Robison rejects plea offer for alleged sex crimes

A Bowling Green man accused of sexual misconduct and practicing medicine without a license has refused a plea offer and the case is going to trial.

William Van Robison, 69, appeared Friday in the courtroom of Wood County Common Pleas Judge Joel Kuhlman.

Special Prosecutor Drew Wood said that if Robison pleaded guilty to one gross sexual imposition charge for each of two victims, the state would dismiss the remaining charges.

Both charges are fourth-degree felonies.

Robison rejected that offer.

He was indicted in October 2021 for practicing medicine without a license, a fifth-degree felony; two counts sexual battery, both third-degree felonies; gross sexual imposition, a fourth-degree felony; and sexual imposition, a third-degree misdemeanor.

From June 1, 2015, to Dec. 31, 2017, Robison allegedly practiced medicine and surgery, or any of its branches, without the appropriate license or certificate from the state medical board; opened an office for such practice; or practiced medicine or surgery after his license had been revoked or suspended.

Robison has operated Myo-Fit Pain Management on North Main Street for a number of years. He reportedly advertised that he is a licensed massage therapist and certified manual trigger point therapist.

During that same time, Robison is accused of engaging in sexual conduct twice with a person he knew whose ability to appraise the nature of or control her conduct was substantially impaired; causing another to have sexual contact with him by purposely compelling that person to submit by force or threat of force; and having sexual contact with another knowing that contact was offensive or reckless.
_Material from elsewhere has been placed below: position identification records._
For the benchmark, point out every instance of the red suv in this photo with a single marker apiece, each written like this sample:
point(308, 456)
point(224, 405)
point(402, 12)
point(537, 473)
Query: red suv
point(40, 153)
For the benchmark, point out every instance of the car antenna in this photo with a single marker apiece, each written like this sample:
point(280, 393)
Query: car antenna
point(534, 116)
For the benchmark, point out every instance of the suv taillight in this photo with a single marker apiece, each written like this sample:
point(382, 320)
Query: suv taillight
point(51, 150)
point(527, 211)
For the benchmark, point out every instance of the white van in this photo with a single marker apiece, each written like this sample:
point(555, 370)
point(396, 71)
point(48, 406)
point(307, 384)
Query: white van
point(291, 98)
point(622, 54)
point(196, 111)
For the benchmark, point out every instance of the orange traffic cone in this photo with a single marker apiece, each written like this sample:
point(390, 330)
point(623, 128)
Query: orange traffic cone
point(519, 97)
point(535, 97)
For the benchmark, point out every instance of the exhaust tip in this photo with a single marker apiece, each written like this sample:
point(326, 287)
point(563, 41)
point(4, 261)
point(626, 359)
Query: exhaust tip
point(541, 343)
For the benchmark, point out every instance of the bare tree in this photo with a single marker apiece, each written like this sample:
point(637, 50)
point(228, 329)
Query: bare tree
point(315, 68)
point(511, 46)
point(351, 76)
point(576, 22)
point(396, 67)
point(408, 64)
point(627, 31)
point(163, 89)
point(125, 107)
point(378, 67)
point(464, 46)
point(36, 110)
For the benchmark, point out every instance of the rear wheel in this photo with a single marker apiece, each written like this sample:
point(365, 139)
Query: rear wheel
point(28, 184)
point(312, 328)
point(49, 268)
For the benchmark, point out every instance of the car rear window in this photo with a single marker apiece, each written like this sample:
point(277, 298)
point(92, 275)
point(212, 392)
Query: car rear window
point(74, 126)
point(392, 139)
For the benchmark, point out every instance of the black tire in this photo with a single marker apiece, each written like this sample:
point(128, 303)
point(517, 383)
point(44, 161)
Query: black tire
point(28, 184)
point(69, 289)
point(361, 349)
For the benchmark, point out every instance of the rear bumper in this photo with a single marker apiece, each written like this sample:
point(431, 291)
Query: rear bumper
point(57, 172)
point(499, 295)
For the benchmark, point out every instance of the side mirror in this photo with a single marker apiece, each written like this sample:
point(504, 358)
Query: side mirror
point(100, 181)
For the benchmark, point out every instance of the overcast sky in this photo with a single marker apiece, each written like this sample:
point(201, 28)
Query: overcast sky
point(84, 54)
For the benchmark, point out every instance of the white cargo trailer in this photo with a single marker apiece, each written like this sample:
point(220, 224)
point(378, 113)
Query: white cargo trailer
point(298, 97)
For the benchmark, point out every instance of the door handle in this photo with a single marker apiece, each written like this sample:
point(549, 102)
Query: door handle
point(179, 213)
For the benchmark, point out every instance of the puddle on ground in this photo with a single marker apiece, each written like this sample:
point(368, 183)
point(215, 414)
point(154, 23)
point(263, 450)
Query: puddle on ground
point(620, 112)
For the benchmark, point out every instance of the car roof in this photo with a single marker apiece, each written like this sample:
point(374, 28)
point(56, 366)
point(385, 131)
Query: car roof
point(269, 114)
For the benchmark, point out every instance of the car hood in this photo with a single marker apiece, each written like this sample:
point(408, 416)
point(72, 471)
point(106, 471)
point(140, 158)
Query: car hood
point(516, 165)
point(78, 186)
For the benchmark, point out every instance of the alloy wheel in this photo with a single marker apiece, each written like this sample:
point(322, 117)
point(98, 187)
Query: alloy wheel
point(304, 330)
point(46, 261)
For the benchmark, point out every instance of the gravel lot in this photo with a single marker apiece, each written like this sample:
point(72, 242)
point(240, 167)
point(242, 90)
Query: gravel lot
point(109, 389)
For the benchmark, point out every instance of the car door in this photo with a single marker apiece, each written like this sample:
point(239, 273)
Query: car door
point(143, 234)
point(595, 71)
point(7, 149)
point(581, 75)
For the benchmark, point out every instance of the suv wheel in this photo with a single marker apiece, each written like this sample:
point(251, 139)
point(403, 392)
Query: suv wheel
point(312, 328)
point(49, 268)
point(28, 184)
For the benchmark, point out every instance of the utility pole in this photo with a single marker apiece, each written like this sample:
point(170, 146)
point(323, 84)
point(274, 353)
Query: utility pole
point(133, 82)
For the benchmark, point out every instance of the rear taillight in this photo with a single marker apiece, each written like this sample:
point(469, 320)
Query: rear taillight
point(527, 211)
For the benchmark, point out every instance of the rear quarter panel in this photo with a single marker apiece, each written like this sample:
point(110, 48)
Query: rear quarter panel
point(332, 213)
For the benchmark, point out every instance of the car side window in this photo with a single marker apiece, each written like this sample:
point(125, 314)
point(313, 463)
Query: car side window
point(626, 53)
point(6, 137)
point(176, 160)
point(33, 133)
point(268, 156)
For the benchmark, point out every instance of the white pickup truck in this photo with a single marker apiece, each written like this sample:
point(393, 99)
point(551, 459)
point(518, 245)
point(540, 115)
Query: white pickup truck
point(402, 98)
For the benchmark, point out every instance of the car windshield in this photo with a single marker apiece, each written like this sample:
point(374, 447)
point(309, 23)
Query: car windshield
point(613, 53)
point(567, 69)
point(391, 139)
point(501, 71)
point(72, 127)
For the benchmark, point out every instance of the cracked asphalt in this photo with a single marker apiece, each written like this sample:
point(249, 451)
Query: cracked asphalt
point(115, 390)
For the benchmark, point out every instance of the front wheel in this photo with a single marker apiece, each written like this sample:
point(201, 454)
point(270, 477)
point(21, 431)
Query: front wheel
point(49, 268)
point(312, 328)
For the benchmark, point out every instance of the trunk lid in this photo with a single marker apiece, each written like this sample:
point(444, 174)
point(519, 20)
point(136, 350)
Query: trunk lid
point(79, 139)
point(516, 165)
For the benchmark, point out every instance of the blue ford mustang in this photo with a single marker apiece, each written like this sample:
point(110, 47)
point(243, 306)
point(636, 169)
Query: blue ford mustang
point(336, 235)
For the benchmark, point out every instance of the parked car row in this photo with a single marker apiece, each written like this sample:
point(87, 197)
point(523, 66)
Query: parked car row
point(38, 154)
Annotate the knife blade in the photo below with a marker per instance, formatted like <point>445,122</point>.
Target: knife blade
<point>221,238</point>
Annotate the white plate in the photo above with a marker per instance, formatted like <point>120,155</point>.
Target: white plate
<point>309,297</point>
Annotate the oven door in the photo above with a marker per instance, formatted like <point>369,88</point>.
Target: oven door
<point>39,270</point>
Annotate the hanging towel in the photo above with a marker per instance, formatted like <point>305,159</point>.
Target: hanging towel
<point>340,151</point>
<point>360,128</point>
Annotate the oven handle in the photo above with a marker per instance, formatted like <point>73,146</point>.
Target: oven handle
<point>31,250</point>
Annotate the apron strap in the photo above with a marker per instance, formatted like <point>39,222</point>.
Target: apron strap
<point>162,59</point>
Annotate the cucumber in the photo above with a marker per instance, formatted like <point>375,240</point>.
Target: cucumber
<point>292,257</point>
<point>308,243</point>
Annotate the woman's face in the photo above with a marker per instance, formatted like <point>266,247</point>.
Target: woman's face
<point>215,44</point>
Robison was indicted again in February for two counts sexual battery, both third-degree felonies.

The new charges state that on Jan. 1, 2008, and again from Jan. 8, 2008, to Dec. 31, 2010, he allegedly engaged in sexual conduct while knowing the victim’s ability to know what was going on was substantially impaired.

In May, Robison had rejected the state’s offer for a guilty plea to a sex offense.

Wood, who is an associate assistant to Ohio’s attorney general, requested the two cases be joined for purpose of trial.

“Essentially, the two cases have the same act,” Wood said. “He was disguising sexual assault as massage therapy.”

The two cases, each with its own alleged victim, will be the same, with jurors being asked to determine legitimate medical therapy versus sexual assault, Wood said.

Defense attorney Sara Roller did not object to the motion.

“He wants to get this done,” she said about her client.

Roller replaced Scott Coon, who in August had asked to be removed as Robison’s attorney.

Kuhlman granted the motion to combine the cases.

A jury trial has been scheduled for Feb. 6-10.